A share is a piece of paper. It’s a contract that says you own some percentage of a company.

As the company goes along, sometimes it needs money. To get that money, it can either sell part of itself (issue shares) or borrow money. To get lots of money (there are factories that cost a billion dollars to build, and some that cost more), they issue bonds. Like shares, they’re contracts, but bonds are to simply pay interest until the maturity and then pay off the principal.

Corporations are (mostly) large. They generate lots of money every year, but they use lots of money every year. Much of the money they use comes from the money they get. But sometimes they make more money than they need. There are several things they can do with this money.

1. They can pay larger dividends to the shareholders. This makes the owners happy, but it also creates the expectation that next year the dividend should be even larger, and if it isn’t then the shareholders get mad.
2. They can use it to expand the business.

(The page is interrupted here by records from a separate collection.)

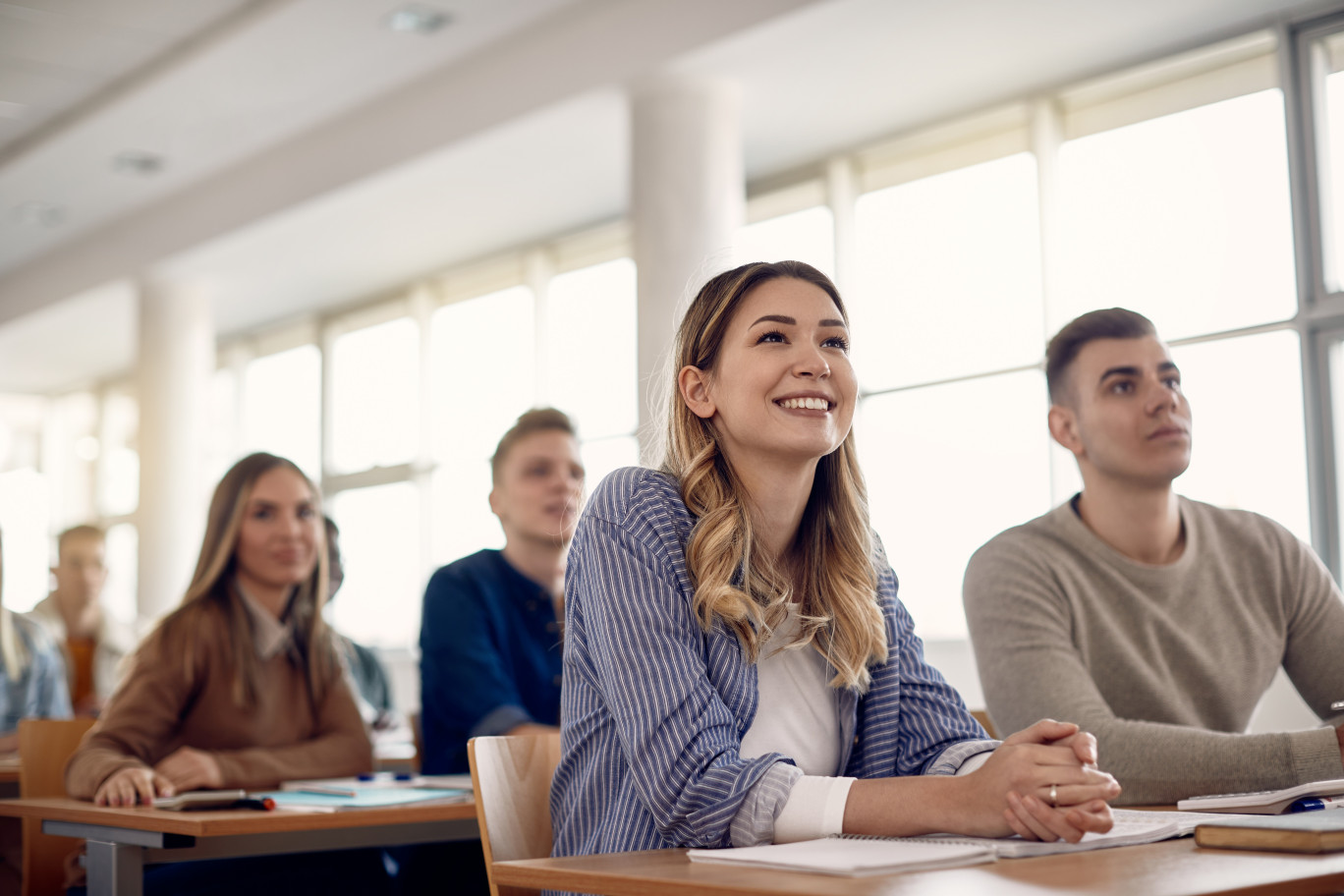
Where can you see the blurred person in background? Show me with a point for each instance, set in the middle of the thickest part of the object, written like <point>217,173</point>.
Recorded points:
<point>491,628</point>
<point>33,676</point>
<point>33,686</point>
<point>91,640</point>
<point>241,687</point>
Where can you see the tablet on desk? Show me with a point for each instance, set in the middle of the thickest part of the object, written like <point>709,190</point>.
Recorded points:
<point>200,800</point>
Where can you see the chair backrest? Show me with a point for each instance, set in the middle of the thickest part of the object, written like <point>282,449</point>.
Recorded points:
<point>417,738</point>
<point>512,782</point>
<point>982,717</point>
<point>44,745</point>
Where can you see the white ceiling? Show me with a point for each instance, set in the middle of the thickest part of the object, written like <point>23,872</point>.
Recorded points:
<point>313,157</point>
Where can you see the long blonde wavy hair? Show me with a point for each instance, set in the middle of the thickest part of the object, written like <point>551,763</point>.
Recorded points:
<point>735,579</point>
<point>212,595</point>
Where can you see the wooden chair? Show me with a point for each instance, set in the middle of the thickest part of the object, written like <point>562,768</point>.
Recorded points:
<point>44,745</point>
<point>982,717</point>
<point>417,738</point>
<point>512,782</point>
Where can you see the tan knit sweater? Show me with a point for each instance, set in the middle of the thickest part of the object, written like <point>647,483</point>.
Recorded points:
<point>1164,664</point>
<point>159,708</point>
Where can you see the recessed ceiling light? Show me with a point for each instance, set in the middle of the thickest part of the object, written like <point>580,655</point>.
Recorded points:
<point>136,161</point>
<point>37,215</point>
<point>417,19</point>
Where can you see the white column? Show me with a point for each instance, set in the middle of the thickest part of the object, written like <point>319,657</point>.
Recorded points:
<point>842,195</point>
<point>687,203</point>
<point>176,362</point>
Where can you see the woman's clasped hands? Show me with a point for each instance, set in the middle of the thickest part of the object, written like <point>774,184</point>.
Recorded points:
<point>1043,783</point>
<point>185,768</point>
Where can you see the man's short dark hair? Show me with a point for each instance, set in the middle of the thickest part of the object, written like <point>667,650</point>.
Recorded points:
<point>76,532</point>
<point>1107,322</point>
<point>539,420</point>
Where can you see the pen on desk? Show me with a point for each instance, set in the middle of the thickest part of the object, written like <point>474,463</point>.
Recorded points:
<point>1316,804</point>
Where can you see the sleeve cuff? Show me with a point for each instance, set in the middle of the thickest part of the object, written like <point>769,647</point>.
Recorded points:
<point>975,763</point>
<point>814,809</point>
<point>950,759</point>
<point>753,823</point>
<point>1316,754</point>
<point>499,720</point>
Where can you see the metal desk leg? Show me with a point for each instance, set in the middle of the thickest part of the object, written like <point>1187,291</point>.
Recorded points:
<point>116,869</point>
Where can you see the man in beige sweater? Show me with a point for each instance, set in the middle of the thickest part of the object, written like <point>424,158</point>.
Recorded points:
<point>1152,621</point>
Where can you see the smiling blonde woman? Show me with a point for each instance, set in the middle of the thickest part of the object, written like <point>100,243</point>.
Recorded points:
<point>737,665</point>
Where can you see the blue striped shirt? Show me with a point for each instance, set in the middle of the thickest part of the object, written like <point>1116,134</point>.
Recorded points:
<point>653,708</point>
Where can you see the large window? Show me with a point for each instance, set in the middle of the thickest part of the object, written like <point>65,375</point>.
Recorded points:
<point>1184,218</point>
<point>482,362</point>
<point>375,388</point>
<point>1165,191</point>
<point>281,407</point>
<point>949,275</point>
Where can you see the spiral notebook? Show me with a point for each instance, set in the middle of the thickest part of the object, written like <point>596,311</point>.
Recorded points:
<point>850,856</point>
<point>859,856</point>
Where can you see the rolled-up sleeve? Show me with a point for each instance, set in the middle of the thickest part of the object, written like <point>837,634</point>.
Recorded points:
<point>646,653</point>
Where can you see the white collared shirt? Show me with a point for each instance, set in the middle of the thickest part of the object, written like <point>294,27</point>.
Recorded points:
<point>270,636</point>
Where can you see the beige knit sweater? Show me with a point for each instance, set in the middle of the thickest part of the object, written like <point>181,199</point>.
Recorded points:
<point>1164,664</point>
<point>157,708</point>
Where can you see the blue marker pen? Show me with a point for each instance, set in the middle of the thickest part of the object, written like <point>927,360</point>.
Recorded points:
<point>1316,804</point>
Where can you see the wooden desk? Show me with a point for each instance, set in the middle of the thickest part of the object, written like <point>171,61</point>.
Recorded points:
<point>10,775</point>
<point>1169,868</point>
<point>121,841</point>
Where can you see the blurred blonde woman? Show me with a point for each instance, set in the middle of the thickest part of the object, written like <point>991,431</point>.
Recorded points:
<point>241,686</point>
<point>33,680</point>
<point>738,668</point>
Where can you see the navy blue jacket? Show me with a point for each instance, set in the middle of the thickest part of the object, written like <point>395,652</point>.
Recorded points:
<point>489,657</point>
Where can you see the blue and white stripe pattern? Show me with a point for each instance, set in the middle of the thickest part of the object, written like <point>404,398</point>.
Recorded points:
<point>653,708</point>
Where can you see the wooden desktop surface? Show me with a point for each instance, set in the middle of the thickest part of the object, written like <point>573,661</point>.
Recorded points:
<point>222,822</point>
<point>1169,868</point>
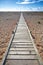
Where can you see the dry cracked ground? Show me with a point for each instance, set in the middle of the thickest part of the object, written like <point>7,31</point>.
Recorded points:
<point>34,21</point>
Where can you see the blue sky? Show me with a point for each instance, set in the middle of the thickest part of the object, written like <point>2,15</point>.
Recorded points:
<point>21,5</point>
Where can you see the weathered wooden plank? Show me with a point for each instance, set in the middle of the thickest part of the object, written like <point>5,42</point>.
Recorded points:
<point>22,57</point>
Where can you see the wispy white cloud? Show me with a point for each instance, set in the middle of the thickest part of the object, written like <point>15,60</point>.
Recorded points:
<point>28,1</point>
<point>22,9</point>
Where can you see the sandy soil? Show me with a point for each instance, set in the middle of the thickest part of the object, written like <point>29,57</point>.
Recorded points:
<point>35,24</point>
<point>7,24</point>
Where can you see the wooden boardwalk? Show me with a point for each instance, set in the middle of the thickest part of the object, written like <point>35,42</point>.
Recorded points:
<point>22,50</point>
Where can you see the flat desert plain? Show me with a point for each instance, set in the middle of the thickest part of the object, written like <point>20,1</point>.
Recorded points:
<point>34,21</point>
<point>8,21</point>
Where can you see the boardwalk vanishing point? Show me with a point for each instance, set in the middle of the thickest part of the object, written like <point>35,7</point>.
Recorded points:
<point>21,49</point>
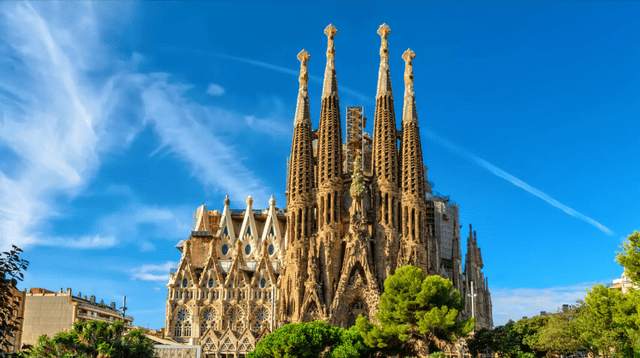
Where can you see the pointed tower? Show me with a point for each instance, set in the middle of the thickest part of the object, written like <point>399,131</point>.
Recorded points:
<point>386,193</point>
<point>300,201</point>
<point>330,187</point>
<point>413,188</point>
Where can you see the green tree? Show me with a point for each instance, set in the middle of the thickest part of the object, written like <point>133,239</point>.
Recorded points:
<point>94,340</point>
<point>481,341</point>
<point>562,335</point>
<point>11,268</point>
<point>609,322</point>
<point>629,257</point>
<point>415,312</point>
<point>529,330</point>
<point>508,342</point>
<point>313,339</point>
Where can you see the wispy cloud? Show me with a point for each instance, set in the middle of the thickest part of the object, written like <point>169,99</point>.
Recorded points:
<point>58,119</point>
<point>215,90</point>
<point>272,67</point>
<point>86,242</point>
<point>153,272</point>
<point>519,302</point>
<point>515,181</point>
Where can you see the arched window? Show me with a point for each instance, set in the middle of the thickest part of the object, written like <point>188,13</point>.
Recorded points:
<point>262,314</point>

Open more stores, build more factories, whatever.
3. They can save it for when they do need the money. This is dangerous because corporate raiders tend to buy companies with large cash reserves (“unused assets”) and then use the cash to pay off the loans they took out to buy the company. Just like a dragon sitting on a hoard of gold, you have to watch out for adventurers.
4. Or they can use it to buy shares on the open market, essentially giving the shareholders the choice of selling (turning their shares into cash) or holding (having a shares that are worth more). This gets rid of that juicy target for adventurers to come in and steal their gold.

When they own the shares, they become what are called treasury shares. The corporate charter says how many shares they can issue. If they just sit in the treasury, they can just choose to sell them any time they want. If they retire them, then in order to issue more they have to issue new shares, go through SEC registration, pay one of the financial banks (not commercial banks) to sell them, and so forth. Lots of work and expense.